Le clan des Brumes - Antonio Pérez Henares

Je n’avais jusqu’alors jamais lu de fictions sur la préhistoire. Ni La guerre du feu, ni la saga des enfants de la terre de Jean M. Auel, ni même Rahan, c’est dire. Une grande première donc avec le début de cette trilogie écrite par Antonio Pérez Henares en 1999 et qui a connu un succès phénoménal en Espagne.

Œil perçant est un jeune chasseur talentueux dont le comportement heurte les traditions de son clan. Trop autonome, trop enclin à remettre en cause le fonctionnement de sa communauté, il se marginalise peu à peu, au point de devoir quitter les siens pour suivre les traces de son père et de sa mère mystérieusement disparus. Alors que la période paléolithique touche à sa fin et qu’elle va bientôt laisser la place à la révolution néolithique, les mutations sociétales en marche chez certains de ses congénères éblouissent le jeune homme. Agriculture, domestication des animaux, place de la femme, les évolutions sont aussi rapides qu’importantes et Œil perçant va à l’évidence avoir un rôle crucial à jouer dans cette période charnière de l’histoire de l’humanité.
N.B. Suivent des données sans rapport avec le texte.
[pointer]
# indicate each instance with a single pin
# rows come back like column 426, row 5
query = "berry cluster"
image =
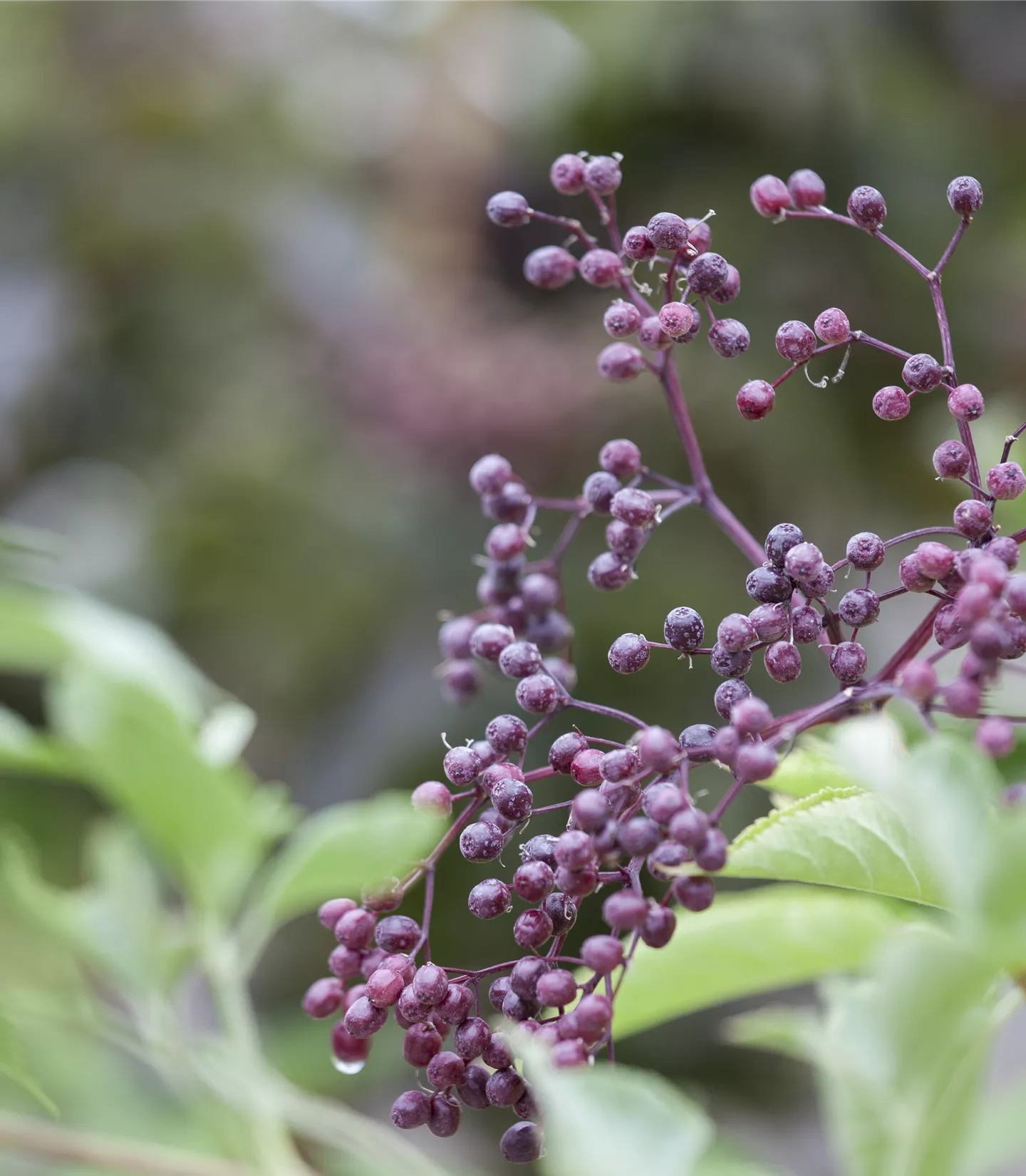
column 633, row 835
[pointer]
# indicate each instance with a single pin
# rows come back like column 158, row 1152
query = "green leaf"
column 901, row 1056
column 611, row 1120
column 12, row 1066
column 338, row 850
column 212, row 825
column 841, row 837
column 751, row 942
column 115, row 922
column 809, row 769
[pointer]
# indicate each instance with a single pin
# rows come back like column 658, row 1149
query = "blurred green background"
column 254, row 329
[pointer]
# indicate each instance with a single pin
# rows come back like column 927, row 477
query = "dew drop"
column 347, row 1067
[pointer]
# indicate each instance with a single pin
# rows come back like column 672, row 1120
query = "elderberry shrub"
column 631, row 840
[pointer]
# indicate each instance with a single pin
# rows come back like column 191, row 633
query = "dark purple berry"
column 696, row 741
column 412, row 1109
column 755, row 400
column 566, row 175
column 637, row 245
column 729, row 338
column 832, row 326
column 848, row 662
column 550, row 267
column 796, row 341
column 602, row 175
column 807, row 188
column 868, row 208
column 629, row 653
column 684, row 629
column 609, row 572
column 965, row 195
column 707, row 273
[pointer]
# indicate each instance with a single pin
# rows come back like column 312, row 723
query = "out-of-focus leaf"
column 776, row 1028
column 751, row 942
column 13, row 1066
column 212, row 825
column 338, row 850
column 843, row 837
column 611, row 1120
column 901, row 1055
column 115, row 922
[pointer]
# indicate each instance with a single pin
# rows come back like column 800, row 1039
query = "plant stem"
column 47, row 1141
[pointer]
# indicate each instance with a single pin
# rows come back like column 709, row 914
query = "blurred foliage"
column 255, row 327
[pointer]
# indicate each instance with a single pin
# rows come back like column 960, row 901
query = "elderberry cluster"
column 633, row 836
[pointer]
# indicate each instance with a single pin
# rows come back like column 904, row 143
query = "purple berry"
column 965, row 195
column 868, row 208
column 1006, row 481
column 796, row 341
column 848, row 662
column 508, row 210
column 832, row 326
column 668, row 231
column 770, row 195
column 602, row 175
column 637, row 245
column 566, row 175
column 755, row 400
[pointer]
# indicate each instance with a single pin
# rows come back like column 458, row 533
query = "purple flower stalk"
column 633, row 839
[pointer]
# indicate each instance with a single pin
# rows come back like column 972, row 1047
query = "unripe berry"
column 727, row 695
column 1006, row 481
column 550, row 267
column 539, row 694
column 770, row 195
column 891, row 403
column 995, row 736
column 922, row 372
column 965, row 403
column 972, row 519
column 601, row 267
column 832, row 326
column 412, row 1109
column 807, row 188
column 707, row 273
column 637, row 245
column 622, row 319
column 668, row 231
column 729, row 338
column 603, row 175
column 783, row 661
column 676, row 319
column 508, row 210
column 868, row 208
column 794, row 341
column 755, row 400
column 684, row 629
column 965, row 195
column 620, row 363
column 730, row 289
column 848, row 662
column 695, row 893
column 653, row 336
column 566, row 175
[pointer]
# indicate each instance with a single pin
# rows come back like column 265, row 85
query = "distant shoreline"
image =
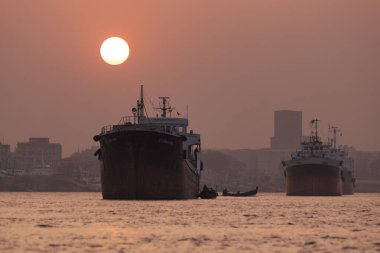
column 53, row 183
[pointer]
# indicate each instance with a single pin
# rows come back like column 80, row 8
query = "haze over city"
column 233, row 63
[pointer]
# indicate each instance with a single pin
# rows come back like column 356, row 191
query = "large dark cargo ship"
column 149, row 157
column 315, row 170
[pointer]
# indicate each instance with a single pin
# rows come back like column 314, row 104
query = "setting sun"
column 114, row 50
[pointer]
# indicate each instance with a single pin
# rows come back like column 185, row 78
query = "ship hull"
column 347, row 183
column 138, row 164
column 313, row 180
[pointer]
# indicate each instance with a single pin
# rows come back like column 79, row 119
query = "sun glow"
column 114, row 50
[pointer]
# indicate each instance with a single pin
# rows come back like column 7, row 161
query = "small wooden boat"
column 240, row 194
column 208, row 193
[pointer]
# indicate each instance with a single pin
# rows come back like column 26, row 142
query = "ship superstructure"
column 150, row 157
column 315, row 169
column 347, row 167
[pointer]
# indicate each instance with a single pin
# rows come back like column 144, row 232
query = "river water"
column 83, row 222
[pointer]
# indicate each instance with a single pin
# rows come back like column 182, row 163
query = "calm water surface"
column 83, row 222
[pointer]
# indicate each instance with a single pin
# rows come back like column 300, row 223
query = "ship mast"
column 335, row 131
column 314, row 122
column 140, row 105
column 164, row 106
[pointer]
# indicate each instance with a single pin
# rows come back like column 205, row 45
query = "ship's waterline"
column 83, row 222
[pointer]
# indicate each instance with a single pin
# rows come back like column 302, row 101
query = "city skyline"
column 232, row 64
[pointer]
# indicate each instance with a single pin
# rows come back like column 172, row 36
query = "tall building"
column 37, row 157
column 5, row 156
column 287, row 130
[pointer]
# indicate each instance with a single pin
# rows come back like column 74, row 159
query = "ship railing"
column 127, row 120
column 106, row 129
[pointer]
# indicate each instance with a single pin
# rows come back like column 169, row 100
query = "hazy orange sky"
column 233, row 62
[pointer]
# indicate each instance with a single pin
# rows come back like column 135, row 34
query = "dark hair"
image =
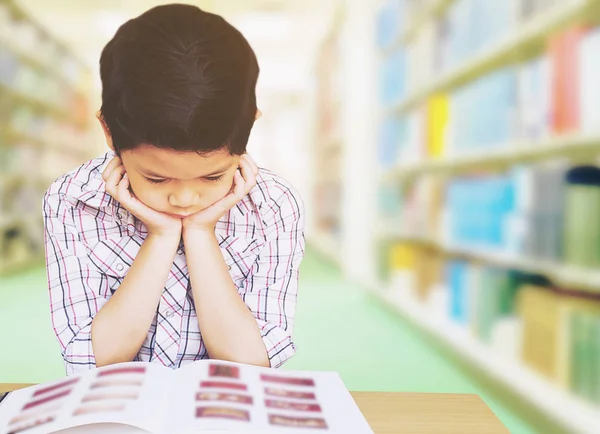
column 180, row 78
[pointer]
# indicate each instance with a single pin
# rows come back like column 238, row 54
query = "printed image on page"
column 213, row 395
column 298, row 402
column 220, row 396
column 131, row 394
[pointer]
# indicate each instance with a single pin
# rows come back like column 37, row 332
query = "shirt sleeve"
column 272, row 284
column 74, row 284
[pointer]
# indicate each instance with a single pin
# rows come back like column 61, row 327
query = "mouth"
column 179, row 216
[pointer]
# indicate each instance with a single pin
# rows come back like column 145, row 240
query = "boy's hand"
column 243, row 181
column 117, row 185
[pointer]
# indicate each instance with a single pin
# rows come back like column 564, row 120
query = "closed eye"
column 154, row 180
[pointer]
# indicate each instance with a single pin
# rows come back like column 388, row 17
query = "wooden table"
column 414, row 413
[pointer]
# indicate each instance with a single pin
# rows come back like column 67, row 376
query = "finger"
column 126, row 197
column 114, row 163
column 252, row 163
column 114, row 178
column 248, row 175
column 123, row 189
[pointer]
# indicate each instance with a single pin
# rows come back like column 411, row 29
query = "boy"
column 175, row 246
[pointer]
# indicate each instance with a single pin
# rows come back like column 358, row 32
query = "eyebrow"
column 151, row 174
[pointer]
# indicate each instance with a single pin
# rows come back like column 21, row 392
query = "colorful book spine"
column 563, row 51
column 589, row 91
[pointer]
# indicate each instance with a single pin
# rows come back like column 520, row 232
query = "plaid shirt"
column 91, row 241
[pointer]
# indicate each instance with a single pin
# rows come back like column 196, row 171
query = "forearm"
column 120, row 327
column 228, row 327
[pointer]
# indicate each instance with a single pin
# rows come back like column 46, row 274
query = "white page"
column 128, row 393
column 319, row 400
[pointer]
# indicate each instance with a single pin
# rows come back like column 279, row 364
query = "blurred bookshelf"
column 328, row 145
column 44, row 116
column 489, row 189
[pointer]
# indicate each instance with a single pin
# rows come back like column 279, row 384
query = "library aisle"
column 447, row 152
column 338, row 328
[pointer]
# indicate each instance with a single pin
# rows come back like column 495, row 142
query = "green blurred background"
column 446, row 151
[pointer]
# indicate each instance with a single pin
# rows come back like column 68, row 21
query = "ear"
column 107, row 135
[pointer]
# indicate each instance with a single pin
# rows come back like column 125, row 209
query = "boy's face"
column 179, row 183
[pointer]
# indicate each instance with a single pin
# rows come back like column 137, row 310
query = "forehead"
column 175, row 164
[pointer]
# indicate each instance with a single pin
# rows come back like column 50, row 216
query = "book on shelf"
column 202, row 397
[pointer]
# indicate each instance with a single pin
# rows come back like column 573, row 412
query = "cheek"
column 216, row 192
column 145, row 193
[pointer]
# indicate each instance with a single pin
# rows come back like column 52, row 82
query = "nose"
column 184, row 198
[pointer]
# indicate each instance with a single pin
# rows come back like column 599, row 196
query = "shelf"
column 22, row 13
column 39, row 65
column 429, row 12
column 524, row 40
column 434, row 9
column 57, row 112
column 559, row 405
column 571, row 146
column 584, row 279
column 326, row 244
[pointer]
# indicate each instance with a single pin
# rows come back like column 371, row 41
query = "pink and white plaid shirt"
column 91, row 241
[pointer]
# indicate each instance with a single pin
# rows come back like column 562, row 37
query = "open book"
column 204, row 396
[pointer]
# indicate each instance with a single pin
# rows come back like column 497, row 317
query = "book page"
column 215, row 395
column 128, row 393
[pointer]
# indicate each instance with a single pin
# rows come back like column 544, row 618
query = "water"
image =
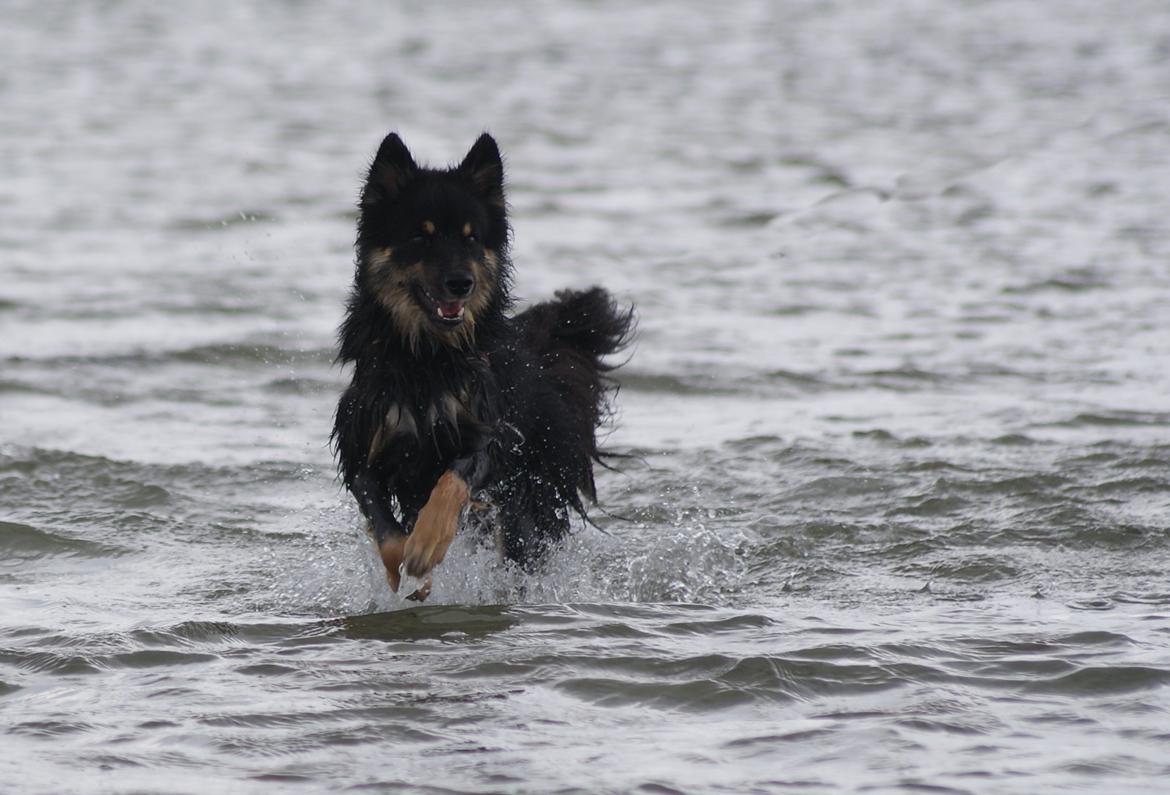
column 897, row 507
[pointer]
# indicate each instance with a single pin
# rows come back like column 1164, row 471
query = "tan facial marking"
column 379, row 260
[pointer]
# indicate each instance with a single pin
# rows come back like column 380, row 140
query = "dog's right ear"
column 391, row 170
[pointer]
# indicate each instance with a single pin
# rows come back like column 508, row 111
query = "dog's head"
column 432, row 242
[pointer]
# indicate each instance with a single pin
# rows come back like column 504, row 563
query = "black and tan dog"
column 453, row 401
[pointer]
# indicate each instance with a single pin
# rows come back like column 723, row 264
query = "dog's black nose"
column 459, row 285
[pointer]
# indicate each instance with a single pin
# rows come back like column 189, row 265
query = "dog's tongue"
column 451, row 309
Je ne sais pas à quel point le roman est documenté, à quel point il respecte les travaux historiques, archéologiques, voire sociologiques liés à l’époque qu’il met en scène, mais le réalisme est de mise et on a furieusement envie de croire à la véracité des scènes décrites et des interactions entre les protagonistes. La figure progressiste d’Œil Perçant permet de dénoncer des pratiques ancestrales devenant peu à peu inacceptables et montre un basculement vers une société davantage « civilisée ». La nature est également omniprésente, la rudesse des conditions de vie est soulignée avec maestria, tous les éléments du quotidien s’insèrent avec fluidité dans un récit qui, au-delà de son réalisme, se veut avant tout un roman d’aventure épique plein de souffle. 

Inutile de vous dire à quel point j'attends la suite avec impatience.

Le clan des Brumes d’Antonio Pérez Henares (traduit de l’espagnol par Anne-Carole Grillot). Hervé Chopin éditions, 2024. 215 pages. 21,50 euros.